正式名称は『R-9A』通称アロー・ヘッド。ただしこの名称は『R-TYPE』シリーズ後期に付けられたもの。
後のシリーズにおいても主力戦闘機として活躍し、その系譜からR-9C、R-9Ø、RX-10、R-13A等の優秀な後継機を輩出した[1]。『R-TYPE』シリーズのストーリーの中核を担う存在であり、同時に最大の象徴ともいえる。Rシリーズの原点とも呼べる機体。
登場作品は初期型が『R-TYPE』、後期型は『R-TYPE FINAL』。後期型ではシャドウ・ビット、追尾ミサイルの装備が可能になり、対地ミサイルの変わりに爆雷が用意されている。 『R-TYPE Complete CD』中での描写によると、この機体は縦列複座型のようである(右の性能表はComplete CDでの設定からのもの)。アイレムの会報誌では、R-3からR-9までは複座型であったという記述がある。

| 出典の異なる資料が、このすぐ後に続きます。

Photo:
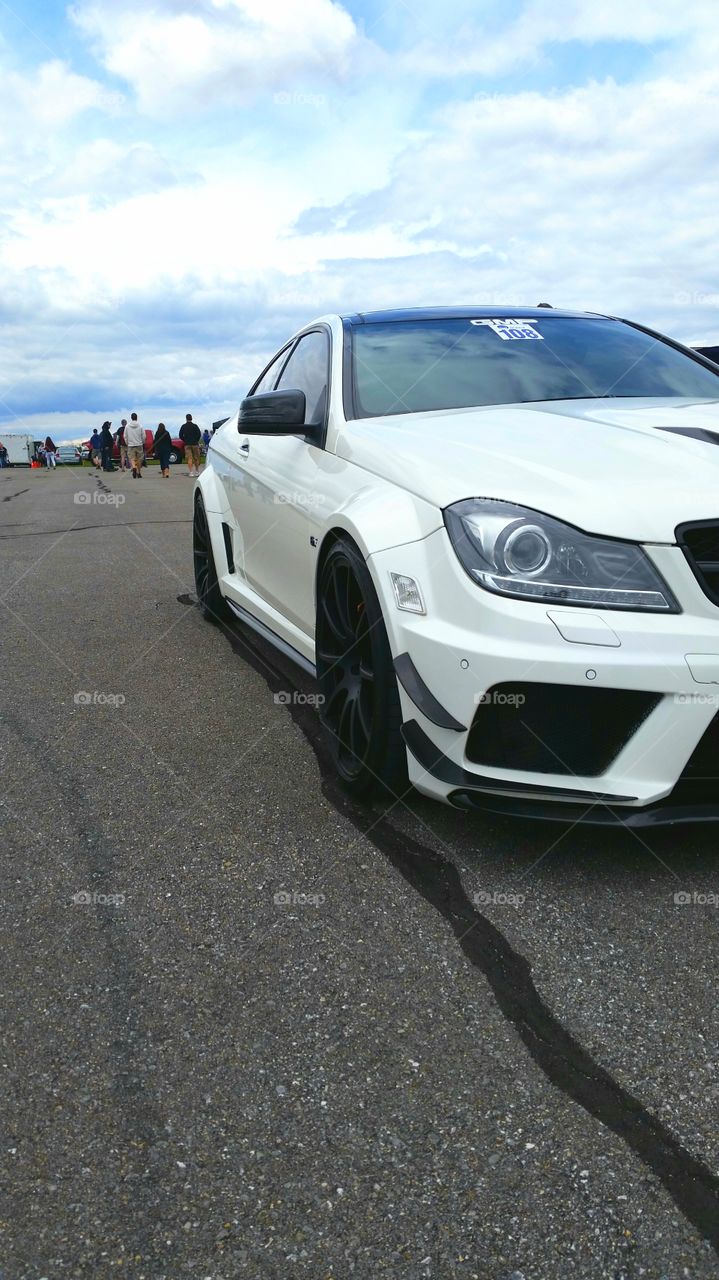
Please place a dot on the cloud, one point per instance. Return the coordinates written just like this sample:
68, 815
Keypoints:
182, 56
600, 197
493, 48
110, 172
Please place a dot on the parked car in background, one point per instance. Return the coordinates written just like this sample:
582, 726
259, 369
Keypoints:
493, 536
69, 453
175, 456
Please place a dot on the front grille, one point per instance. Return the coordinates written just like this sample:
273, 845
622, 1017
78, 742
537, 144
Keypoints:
700, 544
555, 728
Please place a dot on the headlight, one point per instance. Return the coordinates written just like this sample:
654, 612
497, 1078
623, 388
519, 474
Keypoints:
518, 552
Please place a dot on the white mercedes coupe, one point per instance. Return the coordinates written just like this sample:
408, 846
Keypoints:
493, 536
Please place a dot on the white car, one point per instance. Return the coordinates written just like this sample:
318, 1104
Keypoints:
493, 534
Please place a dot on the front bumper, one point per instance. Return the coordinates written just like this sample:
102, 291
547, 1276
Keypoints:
654, 681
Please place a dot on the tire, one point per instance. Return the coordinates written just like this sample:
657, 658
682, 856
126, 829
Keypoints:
360, 707
210, 599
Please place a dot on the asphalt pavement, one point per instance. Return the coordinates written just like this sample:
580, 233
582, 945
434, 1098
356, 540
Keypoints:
253, 1031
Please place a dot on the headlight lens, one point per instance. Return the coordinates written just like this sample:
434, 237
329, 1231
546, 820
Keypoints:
518, 552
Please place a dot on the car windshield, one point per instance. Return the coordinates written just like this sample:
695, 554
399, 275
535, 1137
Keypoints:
412, 366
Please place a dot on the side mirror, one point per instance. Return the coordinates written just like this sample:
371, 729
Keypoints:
273, 414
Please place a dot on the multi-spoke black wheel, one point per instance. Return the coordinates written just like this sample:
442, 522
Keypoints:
356, 676
209, 595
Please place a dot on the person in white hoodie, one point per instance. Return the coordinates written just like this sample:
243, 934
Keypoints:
134, 440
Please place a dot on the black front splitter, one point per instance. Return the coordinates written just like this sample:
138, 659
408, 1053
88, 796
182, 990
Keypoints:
590, 814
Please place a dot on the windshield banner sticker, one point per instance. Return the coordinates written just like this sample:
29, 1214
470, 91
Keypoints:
512, 328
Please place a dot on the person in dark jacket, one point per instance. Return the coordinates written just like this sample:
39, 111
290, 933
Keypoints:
96, 448
106, 447
191, 435
161, 448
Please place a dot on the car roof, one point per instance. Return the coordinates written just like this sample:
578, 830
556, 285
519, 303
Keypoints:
461, 314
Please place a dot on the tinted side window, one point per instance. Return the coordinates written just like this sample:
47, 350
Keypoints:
307, 370
269, 379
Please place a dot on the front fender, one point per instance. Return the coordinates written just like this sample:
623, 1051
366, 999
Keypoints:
380, 516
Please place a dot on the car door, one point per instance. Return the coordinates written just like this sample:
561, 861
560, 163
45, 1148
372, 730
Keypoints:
275, 496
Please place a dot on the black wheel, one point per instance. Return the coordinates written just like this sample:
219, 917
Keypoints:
361, 704
209, 595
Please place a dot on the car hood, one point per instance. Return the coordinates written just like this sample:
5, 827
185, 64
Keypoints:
614, 466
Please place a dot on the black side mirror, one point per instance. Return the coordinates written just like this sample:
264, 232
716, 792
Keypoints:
273, 414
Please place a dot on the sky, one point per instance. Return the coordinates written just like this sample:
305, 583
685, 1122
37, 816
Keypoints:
183, 183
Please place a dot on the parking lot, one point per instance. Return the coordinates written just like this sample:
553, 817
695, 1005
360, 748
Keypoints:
252, 1029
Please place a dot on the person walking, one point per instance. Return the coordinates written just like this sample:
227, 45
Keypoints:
108, 465
161, 448
191, 435
96, 448
134, 438
122, 446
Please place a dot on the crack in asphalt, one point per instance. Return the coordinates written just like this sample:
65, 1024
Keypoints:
567, 1065
146, 1188
79, 529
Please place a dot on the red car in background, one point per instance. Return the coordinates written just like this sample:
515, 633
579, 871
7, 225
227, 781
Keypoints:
175, 456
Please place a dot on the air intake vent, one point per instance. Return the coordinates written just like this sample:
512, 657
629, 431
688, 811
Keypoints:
700, 544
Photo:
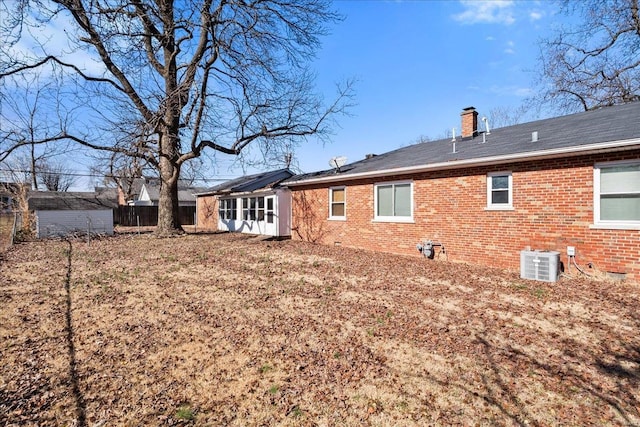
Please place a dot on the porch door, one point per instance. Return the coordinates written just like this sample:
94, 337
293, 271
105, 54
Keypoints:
270, 218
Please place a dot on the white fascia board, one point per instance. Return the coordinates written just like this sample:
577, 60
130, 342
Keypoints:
603, 147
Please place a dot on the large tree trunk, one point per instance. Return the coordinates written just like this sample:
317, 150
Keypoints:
168, 212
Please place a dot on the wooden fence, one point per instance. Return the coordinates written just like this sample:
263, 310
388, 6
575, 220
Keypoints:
148, 215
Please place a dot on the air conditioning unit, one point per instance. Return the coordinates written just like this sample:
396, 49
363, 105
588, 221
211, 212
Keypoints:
540, 265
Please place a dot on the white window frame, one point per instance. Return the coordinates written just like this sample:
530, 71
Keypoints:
331, 203
499, 206
611, 224
382, 218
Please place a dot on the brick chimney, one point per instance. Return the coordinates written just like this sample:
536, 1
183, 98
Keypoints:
469, 122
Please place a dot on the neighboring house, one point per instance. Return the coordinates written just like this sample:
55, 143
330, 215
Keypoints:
146, 192
62, 213
253, 204
571, 181
7, 196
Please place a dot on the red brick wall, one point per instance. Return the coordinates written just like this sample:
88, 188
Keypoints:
207, 212
553, 209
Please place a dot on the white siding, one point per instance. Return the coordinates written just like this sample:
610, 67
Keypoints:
284, 212
60, 223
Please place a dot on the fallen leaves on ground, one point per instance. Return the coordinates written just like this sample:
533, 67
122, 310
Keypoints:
227, 329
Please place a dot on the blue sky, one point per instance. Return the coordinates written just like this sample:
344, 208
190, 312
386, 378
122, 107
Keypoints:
418, 63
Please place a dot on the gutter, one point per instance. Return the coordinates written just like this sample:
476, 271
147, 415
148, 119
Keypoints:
603, 147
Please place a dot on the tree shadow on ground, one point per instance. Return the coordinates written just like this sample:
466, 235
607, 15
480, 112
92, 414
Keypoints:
81, 410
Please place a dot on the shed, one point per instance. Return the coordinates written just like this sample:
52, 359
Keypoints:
63, 213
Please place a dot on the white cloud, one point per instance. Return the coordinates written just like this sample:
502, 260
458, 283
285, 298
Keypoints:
486, 11
510, 48
535, 15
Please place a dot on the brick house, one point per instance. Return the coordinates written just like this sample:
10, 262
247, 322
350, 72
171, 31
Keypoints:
570, 181
252, 204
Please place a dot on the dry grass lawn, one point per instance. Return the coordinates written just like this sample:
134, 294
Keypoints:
228, 330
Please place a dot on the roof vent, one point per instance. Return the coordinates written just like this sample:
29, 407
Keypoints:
337, 162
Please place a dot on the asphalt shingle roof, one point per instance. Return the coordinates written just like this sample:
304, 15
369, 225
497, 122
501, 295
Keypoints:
250, 183
608, 124
58, 200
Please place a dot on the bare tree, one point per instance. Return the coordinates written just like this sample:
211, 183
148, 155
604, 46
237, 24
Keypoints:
24, 116
193, 75
595, 62
55, 176
506, 116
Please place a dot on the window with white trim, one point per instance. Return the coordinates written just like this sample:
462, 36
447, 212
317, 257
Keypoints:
337, 203
253, 208
394, 201
499, 190
617, 193
227, 209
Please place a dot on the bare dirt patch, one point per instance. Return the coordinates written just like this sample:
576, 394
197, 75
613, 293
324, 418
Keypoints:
227, 330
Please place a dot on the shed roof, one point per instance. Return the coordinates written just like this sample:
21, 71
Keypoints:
249, 183
58, 200
608, 128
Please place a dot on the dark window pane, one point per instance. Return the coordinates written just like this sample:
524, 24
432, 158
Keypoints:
500, 182
337, 209
500, 197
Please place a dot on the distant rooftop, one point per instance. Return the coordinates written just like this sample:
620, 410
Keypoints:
608, 127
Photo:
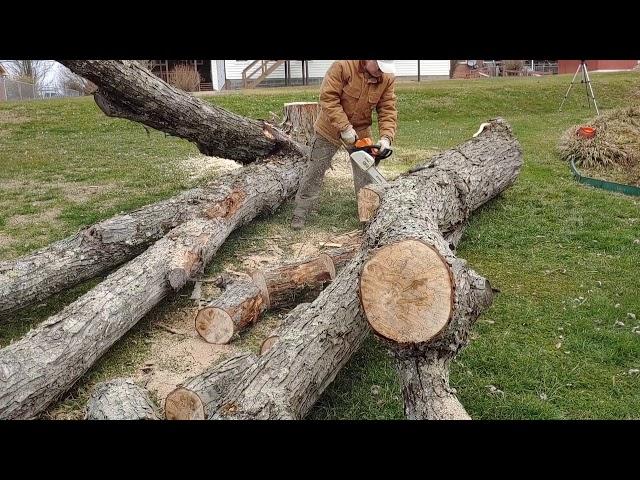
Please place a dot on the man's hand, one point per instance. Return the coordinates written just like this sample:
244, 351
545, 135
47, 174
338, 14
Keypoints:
349, 136
385, 143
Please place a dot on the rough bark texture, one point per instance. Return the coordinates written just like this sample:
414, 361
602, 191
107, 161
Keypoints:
127, 90
287, 282
40, 367
299, 118
242, 302
120, 399
369, 198
424, 349
196, 398
291, 375
239, 306
268, 342
105, 245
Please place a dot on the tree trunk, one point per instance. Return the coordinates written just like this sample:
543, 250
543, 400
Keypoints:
120, 399
273, 337
299, 118
242, 302
239, 306
127, 90
423, 300
289, 378
369, 198
105, 245
37, 369
196, 398
100, 247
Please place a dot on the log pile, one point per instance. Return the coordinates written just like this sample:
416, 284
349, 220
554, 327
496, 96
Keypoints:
400, 279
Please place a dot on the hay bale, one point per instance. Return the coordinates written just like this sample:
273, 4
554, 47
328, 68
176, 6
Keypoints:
616, 143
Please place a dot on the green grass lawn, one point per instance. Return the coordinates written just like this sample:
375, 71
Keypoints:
563, 255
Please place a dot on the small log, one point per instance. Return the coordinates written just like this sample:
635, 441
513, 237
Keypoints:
120, 399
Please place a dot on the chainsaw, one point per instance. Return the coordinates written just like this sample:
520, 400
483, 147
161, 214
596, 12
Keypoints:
365, 158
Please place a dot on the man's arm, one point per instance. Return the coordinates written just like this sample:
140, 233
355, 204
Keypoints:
387, 112
330, 94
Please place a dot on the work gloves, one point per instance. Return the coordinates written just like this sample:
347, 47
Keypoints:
349, 136
385, 143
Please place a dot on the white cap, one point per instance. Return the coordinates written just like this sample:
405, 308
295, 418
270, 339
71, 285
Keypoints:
387, 66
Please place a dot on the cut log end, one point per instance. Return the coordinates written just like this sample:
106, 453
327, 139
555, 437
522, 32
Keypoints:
214, 325
368, 203
268, 343
183, 404
260, 281
407, 292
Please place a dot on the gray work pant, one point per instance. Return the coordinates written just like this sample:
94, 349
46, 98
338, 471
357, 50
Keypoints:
321, 153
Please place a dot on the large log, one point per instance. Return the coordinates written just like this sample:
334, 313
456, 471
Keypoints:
289, 378
127, 90
299, 119
40, 367
199, 396
105, 245
273, 337
120, 399
242, 302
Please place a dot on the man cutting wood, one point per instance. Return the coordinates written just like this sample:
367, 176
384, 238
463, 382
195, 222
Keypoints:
350, 92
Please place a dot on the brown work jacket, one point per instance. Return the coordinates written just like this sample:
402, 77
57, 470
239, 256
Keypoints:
348, 96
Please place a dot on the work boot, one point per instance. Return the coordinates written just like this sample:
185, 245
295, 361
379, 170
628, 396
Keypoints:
297, 222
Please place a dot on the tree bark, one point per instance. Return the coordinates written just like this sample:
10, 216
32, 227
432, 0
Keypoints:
289, 378
242, 302
299, 118
273, 337
196, 398
127, 90
120, 399
105, 245
40, 367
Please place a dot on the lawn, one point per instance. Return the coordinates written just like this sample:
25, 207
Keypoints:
558, 342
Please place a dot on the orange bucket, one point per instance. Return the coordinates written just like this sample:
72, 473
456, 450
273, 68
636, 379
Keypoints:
587, 132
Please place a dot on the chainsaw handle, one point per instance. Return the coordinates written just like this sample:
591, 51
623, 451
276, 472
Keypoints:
368, 148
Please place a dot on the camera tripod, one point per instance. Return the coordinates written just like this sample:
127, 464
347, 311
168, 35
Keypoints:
587, 81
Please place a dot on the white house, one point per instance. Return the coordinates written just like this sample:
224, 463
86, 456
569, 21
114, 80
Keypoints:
240, 73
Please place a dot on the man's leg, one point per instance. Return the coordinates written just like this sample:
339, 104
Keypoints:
322, 151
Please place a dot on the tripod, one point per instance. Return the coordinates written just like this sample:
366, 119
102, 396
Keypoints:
587, 81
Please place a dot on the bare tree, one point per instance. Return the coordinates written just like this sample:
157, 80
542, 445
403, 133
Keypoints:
67, 80
31, 71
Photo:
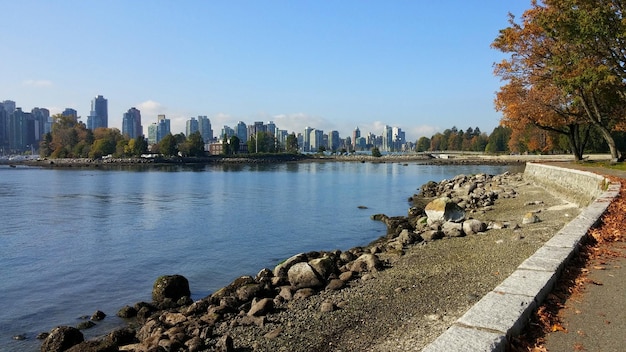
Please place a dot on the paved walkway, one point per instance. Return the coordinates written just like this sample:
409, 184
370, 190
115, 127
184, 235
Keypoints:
595, 320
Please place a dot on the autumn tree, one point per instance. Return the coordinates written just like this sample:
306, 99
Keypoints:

なお、着陸する時はその場に浮遊して止まる事ができるらしく、ランディングギアのような物が存在しない。ノズル部には、ザイオンググラビティドライバが搭載されている。
因みにファイナルとタクティクスでは、ムービーシーンと実際のゲーム中とでは本機のデザインが若干異なる(例:キャノピー付近の黄色い目のような部分が有ったり無かったり)。
R-TYPE作中での詳細な運用記録ならびに作戦記録は記載されていないが、R-TYPE COMPLETE CDでは1-2面中にプロトタイプが出撃し3面冒頭で量産型が完成した報告が入る。4面終了後に味方艦に収容された後、R-9量産型多数とR-9プロトタイプが出撃(プロトタイプの出撃についてはパイロットの独断である)。作戦終了後は量産型が18機回収される。なお、プレイヤー機であるプロトタイプは難易度によって無事かどうかが決まる。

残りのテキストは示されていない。